Before getting in touch with the prospect, SDRs need to have their homework ready – research the target contact and the target account.  However, depending on SDRs roles and goals, it is sometimes recommended to do max 1-2 mins of research on a prospect for high-volume SDRs. The research can be done with outreach and marketing automation tools, CRM, as well as the periodical touching base with Sales Executives:

What to look for in the Outreach and Marketing Automation Tool:  

Marketing touch points (Prospect’s behaviors)

  • Forms submitted,
  • Questions asked,
  • Web pages visited,
  • Videos watched,
  • PDFs downloaded,
  • Social media interactions, etc.

Prospect’s profile:

  • Lead score,
  • Lead source,
  • Lead status,
  • Job title,
  • The area of interest,
  • Industry, etc.

What to look for in the CRM

  • Target account: company’s overview, account score, products/services, major recent news releases, leadership, target market, customers, etc.
  • Existing notes left in the CRM – this allows you to understand what happened previously and then carry on the conversation
  • Target contact for any other information about this individual that is not in the Marketing Automation System, and other contacts of the target account.
  • Current potentials of the target account – this is very important but often overlooked. While trying to establish a new opportunity, you don’t want to hurt any existing opportunities that are already in the pipeline. In some instances, having parallel conversations about multiple opportunities that compete or conflict with each other can jeopardize your business.

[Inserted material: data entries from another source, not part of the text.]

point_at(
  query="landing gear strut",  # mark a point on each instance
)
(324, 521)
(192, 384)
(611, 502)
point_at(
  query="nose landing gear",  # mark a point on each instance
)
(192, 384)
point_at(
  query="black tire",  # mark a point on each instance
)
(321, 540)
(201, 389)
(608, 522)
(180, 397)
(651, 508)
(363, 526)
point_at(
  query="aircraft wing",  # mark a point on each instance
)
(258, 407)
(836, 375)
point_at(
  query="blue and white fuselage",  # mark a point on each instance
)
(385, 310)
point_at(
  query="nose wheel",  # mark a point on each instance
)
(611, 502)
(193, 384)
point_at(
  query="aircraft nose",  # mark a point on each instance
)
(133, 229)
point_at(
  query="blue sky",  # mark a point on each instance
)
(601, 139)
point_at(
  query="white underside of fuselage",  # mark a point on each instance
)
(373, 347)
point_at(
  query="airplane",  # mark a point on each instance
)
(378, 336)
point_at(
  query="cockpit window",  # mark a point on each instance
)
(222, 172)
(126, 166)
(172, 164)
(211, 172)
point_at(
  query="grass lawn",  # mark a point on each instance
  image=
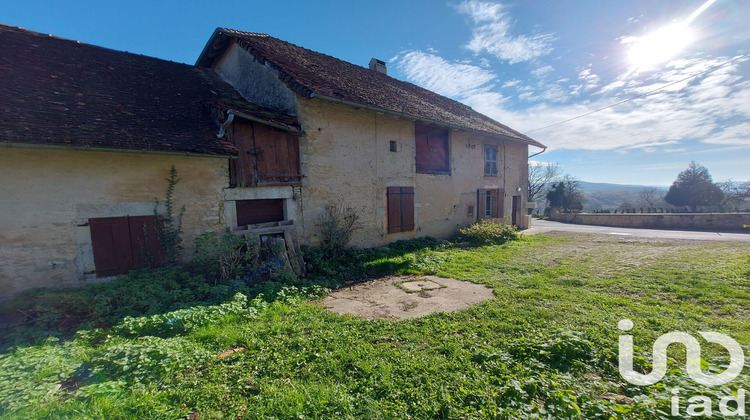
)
(545, 347)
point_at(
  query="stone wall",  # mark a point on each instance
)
(686, 221)
(346, 158)
(47, 197)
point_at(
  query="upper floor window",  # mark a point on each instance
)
(432, 149)
(490, 160)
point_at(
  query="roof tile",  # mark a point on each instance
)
(310, 73)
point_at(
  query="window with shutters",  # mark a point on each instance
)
(432, 154)
(400, 209)
(121, 244)
(267, 156)
(489, 204)
(490, 160)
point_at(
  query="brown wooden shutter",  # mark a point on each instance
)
(432, 154)
(121, 244)
(110, 240)
(500, 200)
(242, 170)
(400, 209)
(277, 155)
(481, 203)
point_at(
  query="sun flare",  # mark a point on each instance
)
(648, 51)
(659, 46)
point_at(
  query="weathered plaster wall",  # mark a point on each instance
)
(689, 221)
(346, 158)
(48, 195)
(256, 82)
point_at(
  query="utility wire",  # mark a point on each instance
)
(641, 95)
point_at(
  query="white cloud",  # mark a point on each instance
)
(588, 79)
(492, 34)
(450, 79)
(738, 135)
(542, 71)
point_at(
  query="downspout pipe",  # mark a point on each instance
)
(223, 128)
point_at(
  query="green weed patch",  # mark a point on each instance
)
(544, 347)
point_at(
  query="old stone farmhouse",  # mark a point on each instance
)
(259, 131)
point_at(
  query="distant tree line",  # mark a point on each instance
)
(693, 191)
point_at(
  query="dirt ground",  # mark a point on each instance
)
(399, 297)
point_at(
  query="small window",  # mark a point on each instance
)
(489, 204)
(251, 212)
(490, 160)
(400, 209)
(432, 154)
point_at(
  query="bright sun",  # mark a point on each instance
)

However, depending on SDRs' roles and goals, not every item above is required to be studied. For example, if the primary goal is prospecting, SDRs typically spend no more than 2 minutes doing research and will focus on outreach tools but won’t be looking at CRM at all.

Touch base with Sales Executives

To further ensure you have the right conversation about the right opportunity with the right prospect without hurting any ongoing opportunities, you need to work with your sales executives. A simple but effective way is to develop a DO NOT CALL LIST that contains all the accounts and individuals that you should not call. Add this remark to your CRM so that it can be easily toggled.

START MULTI-TOUCH FOLLOW-UP

Creating a common touch process enables your team to have a standard operation. There are many ways to build your contact tactics based on your resources, campaign, and target audience. What’s important is to make multiple touches within a defined time window. The following is an example of multi-touch in a span of three weeks.

  • Place a call and leave a voice message if no answer
  • Send an email if no callback
  • Place a call and don’t leave a voice message if no answer
  • Send LinkedIn InMail if no response yet
  • Place a call and leave a voice message if no answer
  • Send an email if no callback or email reply

Immediately after each touch point, make sure that you record the results, which includes updating your calling tracker, filling out qualification questions, and adding a conversation summary. You can define your frequency and span. If no response after you have gone through all your touchpoints, don’t keep pushing. You may want to hand this contact back to marketing for further nurturing before the next personal follow-up.